Global technology giant Google is reportedly mulling the acquisition of pan-European online gambling operator Bwin.party digital entertainment. This Is Money’s Geoff Foster reported rumors that Google was eyeing a takeover of the struggling Bwin.party at a value of 200p per share, nearly twice Thursday’s closing price of 109p. (Guess Bwin.party CEO Norbert Teufelberger knew what he was doing when he bought an additional 204k shares in his company in May.)
Regardless of its accuracy, the rumor may temporarily arrest Bwin.party’s sliding stock, which is down nearly 5% over the past two days and down significantly from its year-to-date peak of 156p in March. The slide is the result of a string of dire earnings reports that prompted Peel Hunt analyst Nick Batram to warn that Bwin.party’s management was running out of chances to put things right.
Batram’s criticism was amplified following the recent launch of the revamped Party Poker software, with its new emphasis on social connections among players. The decision to refocus Party Poker’s attention on recreational players was a well-intentioned (if overdue) move, but the rollout has been plagued by technical glitches – including the popular “feedback form loop crash” – that have left players in anything but a Party mood. In its first week of life, the new Party’s player traffic fell every single day.

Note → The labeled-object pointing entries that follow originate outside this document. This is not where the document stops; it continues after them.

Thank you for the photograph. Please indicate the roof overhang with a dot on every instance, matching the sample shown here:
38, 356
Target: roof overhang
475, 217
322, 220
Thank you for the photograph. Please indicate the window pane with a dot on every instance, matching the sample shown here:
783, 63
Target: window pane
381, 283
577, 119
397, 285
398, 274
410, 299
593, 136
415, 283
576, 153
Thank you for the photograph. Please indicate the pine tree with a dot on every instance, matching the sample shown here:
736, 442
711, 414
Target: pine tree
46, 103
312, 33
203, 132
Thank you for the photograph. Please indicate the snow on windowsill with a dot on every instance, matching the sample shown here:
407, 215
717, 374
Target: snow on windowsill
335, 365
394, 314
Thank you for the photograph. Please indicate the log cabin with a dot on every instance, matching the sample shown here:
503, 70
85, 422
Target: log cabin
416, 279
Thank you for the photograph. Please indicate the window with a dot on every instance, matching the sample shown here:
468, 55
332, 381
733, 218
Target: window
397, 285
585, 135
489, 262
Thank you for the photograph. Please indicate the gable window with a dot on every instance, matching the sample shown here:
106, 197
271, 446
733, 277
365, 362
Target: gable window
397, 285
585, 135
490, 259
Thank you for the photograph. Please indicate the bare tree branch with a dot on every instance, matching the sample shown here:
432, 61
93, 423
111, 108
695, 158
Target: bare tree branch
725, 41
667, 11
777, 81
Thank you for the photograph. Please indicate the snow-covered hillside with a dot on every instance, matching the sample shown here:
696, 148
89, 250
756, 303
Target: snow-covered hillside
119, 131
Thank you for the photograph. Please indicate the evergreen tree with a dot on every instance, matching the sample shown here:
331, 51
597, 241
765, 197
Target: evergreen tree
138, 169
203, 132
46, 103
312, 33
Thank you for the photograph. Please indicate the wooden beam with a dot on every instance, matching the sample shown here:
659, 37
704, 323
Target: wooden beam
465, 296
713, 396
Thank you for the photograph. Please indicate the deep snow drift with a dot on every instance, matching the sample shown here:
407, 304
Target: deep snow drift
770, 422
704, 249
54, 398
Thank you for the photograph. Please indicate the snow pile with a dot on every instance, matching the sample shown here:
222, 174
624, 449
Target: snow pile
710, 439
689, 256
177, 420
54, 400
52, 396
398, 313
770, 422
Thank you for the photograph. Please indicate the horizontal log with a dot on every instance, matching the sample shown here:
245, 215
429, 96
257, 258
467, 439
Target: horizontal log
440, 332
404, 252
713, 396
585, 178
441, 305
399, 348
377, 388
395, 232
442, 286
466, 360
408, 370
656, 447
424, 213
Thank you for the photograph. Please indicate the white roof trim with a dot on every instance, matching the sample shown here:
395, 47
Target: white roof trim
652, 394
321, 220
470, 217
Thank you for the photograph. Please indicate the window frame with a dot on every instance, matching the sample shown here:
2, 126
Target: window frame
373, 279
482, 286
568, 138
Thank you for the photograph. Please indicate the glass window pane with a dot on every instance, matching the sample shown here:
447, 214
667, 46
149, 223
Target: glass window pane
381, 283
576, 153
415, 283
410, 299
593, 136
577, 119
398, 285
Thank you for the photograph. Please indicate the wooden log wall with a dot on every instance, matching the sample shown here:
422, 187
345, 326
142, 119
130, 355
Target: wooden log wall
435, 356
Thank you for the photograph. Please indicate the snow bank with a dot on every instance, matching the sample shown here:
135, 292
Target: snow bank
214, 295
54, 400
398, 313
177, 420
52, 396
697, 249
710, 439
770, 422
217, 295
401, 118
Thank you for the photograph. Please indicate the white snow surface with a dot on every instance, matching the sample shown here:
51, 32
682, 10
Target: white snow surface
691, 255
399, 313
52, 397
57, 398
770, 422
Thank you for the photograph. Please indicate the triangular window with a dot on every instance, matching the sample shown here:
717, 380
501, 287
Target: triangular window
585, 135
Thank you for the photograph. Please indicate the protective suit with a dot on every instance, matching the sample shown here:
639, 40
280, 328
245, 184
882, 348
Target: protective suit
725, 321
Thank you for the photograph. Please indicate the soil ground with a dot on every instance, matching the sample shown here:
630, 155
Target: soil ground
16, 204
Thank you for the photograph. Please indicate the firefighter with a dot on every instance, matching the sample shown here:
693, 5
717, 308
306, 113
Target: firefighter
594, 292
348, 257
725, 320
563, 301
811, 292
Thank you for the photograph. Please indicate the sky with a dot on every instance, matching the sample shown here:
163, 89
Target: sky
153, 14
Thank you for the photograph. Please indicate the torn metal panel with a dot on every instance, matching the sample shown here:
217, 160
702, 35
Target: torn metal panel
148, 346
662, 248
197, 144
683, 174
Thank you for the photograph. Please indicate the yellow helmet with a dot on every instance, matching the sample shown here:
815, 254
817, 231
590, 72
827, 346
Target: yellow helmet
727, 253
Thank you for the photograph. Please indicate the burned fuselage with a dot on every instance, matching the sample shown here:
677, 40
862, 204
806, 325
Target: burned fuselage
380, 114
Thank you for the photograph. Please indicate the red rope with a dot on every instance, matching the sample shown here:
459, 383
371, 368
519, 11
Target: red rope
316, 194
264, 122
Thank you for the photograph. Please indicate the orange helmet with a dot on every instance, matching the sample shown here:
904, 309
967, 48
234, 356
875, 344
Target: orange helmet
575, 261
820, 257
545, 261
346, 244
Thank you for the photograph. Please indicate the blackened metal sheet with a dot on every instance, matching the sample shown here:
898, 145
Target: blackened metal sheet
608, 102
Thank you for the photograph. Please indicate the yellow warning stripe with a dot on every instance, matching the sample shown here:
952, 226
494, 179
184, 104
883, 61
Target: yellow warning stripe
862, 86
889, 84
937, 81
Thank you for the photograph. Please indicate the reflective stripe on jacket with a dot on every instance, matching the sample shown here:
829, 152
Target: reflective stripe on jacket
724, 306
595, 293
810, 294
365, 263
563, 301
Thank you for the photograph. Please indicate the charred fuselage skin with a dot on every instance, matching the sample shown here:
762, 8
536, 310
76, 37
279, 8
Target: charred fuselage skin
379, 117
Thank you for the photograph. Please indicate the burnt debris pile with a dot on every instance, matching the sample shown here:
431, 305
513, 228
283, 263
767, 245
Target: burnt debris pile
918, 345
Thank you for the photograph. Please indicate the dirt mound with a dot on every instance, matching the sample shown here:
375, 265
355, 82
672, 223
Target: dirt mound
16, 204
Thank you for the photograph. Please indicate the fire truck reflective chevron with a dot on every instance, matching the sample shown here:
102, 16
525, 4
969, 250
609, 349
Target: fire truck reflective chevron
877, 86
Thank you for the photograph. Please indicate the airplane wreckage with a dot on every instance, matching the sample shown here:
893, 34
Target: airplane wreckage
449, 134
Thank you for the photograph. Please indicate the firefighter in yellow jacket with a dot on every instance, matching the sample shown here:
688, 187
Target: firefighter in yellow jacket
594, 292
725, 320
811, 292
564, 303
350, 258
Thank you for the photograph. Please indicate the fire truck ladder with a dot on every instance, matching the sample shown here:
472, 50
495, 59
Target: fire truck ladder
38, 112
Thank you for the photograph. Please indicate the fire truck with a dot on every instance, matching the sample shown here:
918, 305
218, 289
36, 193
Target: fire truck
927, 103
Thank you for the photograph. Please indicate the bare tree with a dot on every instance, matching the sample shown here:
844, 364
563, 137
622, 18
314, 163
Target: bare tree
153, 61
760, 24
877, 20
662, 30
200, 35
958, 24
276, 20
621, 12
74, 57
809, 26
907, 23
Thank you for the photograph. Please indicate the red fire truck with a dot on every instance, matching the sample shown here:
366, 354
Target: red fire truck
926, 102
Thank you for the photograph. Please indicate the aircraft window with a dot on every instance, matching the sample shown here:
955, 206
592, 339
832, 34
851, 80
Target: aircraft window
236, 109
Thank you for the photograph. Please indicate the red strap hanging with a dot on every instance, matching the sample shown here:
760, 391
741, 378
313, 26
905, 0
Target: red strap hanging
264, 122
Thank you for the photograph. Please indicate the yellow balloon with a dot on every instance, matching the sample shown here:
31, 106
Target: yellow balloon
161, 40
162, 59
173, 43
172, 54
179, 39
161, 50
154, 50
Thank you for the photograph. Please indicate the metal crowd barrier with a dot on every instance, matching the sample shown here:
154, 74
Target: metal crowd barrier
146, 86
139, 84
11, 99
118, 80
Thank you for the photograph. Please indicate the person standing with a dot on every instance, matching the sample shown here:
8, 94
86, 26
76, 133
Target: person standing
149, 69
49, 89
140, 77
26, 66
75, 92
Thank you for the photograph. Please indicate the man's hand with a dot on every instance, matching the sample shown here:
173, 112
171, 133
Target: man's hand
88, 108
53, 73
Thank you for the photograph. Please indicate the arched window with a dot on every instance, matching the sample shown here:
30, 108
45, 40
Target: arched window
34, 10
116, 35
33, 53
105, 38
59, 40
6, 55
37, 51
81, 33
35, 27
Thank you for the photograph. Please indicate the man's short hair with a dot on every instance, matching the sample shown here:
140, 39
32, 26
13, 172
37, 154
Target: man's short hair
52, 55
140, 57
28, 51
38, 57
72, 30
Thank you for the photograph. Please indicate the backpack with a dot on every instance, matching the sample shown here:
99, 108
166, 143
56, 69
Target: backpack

On Thursday, a Party rep informed the 2+2 forums that the company had upgraded its servers in a bid to fix some of the stability issues the previous two software updates had failed to resolve. Poker News Daily spoke for many frustrated players by describing the rollout as a “minor disaster.” The mistakes are magnified by the weight of expectation Bwin.party management had placed on the software launch. Throughout the long decline in Party Poker’s player pool and contribution to group revenue, Bwin.party promised that the new software launch would right the ship, but it seems that ship has sailed.
If the acquisition is going to happen, Google is reportedly set on doing it before the November 23 launch of Bwin.party’s online gambling operations in New Jersey, the early results of which might help bump up Bwin.party’s price. Assuming its foreign entanglements don’t prevent the company from receiving a license, Bwin.party will operate in New Jersey under both the Borgata and Party Poker brands as part of its three-way US partnership with Boyd Gaming and MGM Resorts, co-owners of Atlantic City’s market-leading Borgata casino.
Perhaps Google plans to use Bwin.party as a test case, to see if the people who designed Google’s self-driving car can pull off the world’s first self-directed online gambling firm. As Batram suggested, given the company’s current state, what’s the worst that could happen?